- #1

paolostinz

- 25

- 1

## Homework Statement

An elevator that contains three passengers with masses of 72 kg, 84 kg, and 35 kg respectively has a combined mass of 1030 kg. The cable attached to the elevator exerts an upward force of 1.20 x 10^4 N, but friction opposing the motion of the elevator is 1.40 x 10^3 N.

- Draw a free-body diagram of all the forces acting on the elevator.

- Calculate the net acceleration of the elevator and its passengers.

- Draw a free-body diagram of all the forces acting on the 35 kg passenger

-Calculate the force normal acting on this passenger.

-Determine the velocity of the elevator 12.0 s after the passengers have entered the elevator.

## Homework Equations

F=ma

F_g=mg

F net= F_a + F_f

d=vt + 1/2at

v_2=v_1 + at

## The Attempt at a Solution

This question has me all kinds of confused, but here's my initial attempt.

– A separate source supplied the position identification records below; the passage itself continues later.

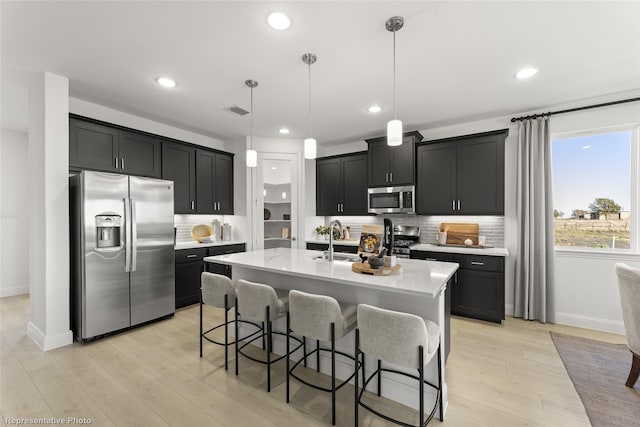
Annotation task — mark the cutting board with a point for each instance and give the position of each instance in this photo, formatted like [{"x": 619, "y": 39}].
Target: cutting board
[
  {"x": 365, "y": 268},
  {"x": 458, "y": 232}
]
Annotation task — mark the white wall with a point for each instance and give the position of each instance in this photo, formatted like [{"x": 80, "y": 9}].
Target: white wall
[{"x": 14, "y": 249}]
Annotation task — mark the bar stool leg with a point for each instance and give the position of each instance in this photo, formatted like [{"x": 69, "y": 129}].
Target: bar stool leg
[
  {"x": 333, "y": 373},
  {"x": 421, "y": 385}
]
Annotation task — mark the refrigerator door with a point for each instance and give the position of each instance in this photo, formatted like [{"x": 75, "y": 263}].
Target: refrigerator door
[
  {"x": 105, "y": 281},
  {"x": 152, "y": 257}
]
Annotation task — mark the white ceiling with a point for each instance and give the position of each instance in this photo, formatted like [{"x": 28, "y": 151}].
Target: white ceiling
[{"x": 455, "y": 60}]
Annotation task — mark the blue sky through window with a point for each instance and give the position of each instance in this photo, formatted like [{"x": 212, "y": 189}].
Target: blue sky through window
[{"x": 590, "y": 166}]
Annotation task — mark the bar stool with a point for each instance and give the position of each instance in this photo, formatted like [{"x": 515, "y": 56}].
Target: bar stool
[
  {"x": 218, "y": 291},
  {"x": 321, "y": 318},
  {"x": 402, "y": 339},
  {"x": 258, "y": 302}
]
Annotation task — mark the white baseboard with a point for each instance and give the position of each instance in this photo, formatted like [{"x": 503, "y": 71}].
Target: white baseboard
[
  {"x": 15, "y": 290},
  {"x": 588, "y": 322},
  {"x": 48, "y": 342}
]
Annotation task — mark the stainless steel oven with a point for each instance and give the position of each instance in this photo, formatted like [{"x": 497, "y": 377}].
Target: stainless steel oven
[{"x": 384, "y": 200}]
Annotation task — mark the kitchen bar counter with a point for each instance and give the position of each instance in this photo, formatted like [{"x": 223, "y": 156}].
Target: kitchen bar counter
[
  {"x": 419, "y": 289},
  {"x": 429, "y": 247},
  {"x": 193, "y": 244}
]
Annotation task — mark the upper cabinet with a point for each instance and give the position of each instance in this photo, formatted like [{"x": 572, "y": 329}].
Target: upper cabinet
[
  {"x": 341, "y": 185},
  {"x": 462, "y": 175},
  {"x": 392, "y": 166},
  {"x": 214, "y": 182},
  {"x": 99, "y": 147},
  {"x": 179, "y": 166}
]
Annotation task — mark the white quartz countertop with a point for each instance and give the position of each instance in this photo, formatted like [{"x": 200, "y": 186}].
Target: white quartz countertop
[
  {"x": 350, "y": 242},
  {"x": 460, "y": 250},
  {"x": 193, "y": 244},
  {"x": 418, "y": 277}
]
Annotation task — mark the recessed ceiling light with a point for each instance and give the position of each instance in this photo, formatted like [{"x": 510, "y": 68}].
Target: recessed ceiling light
[
  {"x": 166, "y": 82},
  {"x": 279, "y": 21},
  {"x": 526, "y": 73}
]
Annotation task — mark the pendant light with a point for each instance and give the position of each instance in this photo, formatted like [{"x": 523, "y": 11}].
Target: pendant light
[
  {"x": 252, "y": 155},
  {"x": 309, "y": 143},
  {"x": 394, "y": 127}
]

My diagram has F_a (upward direction) as 1.20 x 10^4 N and F_f (downward direction) as 1.20 x 10^3 N. So then I use the formula F=mg, F=(1030 kg) (9.8 m/s^2 [down]), F=1.01 x 10^4 N [down]. I then add this force with F_a and F_f:

F net= F_a + F_f + Fg

F net= 2.07 x 10^4 [down]

F=ma

a=F/m

a=2.07 x 10^4 N[down] / 1030 kg

a=20.1 m/s^2 [down]

Now for the 35 kg person:

F_g=mg

F_g=(35 kg)(9.8 m/s^2 [down])

F_g=343 N [down]

F net= F_a + F_f + F_g

F net= 1.03 x 10^4 N [up]

This is where I start doubting myself, I feel like because the original net force had the elevator moving in the down direction that it should still be going in the same direction. I don't know if that makes sense though since that was using 3 combined masses within the calculations. Any guidance would greatly be appreciated.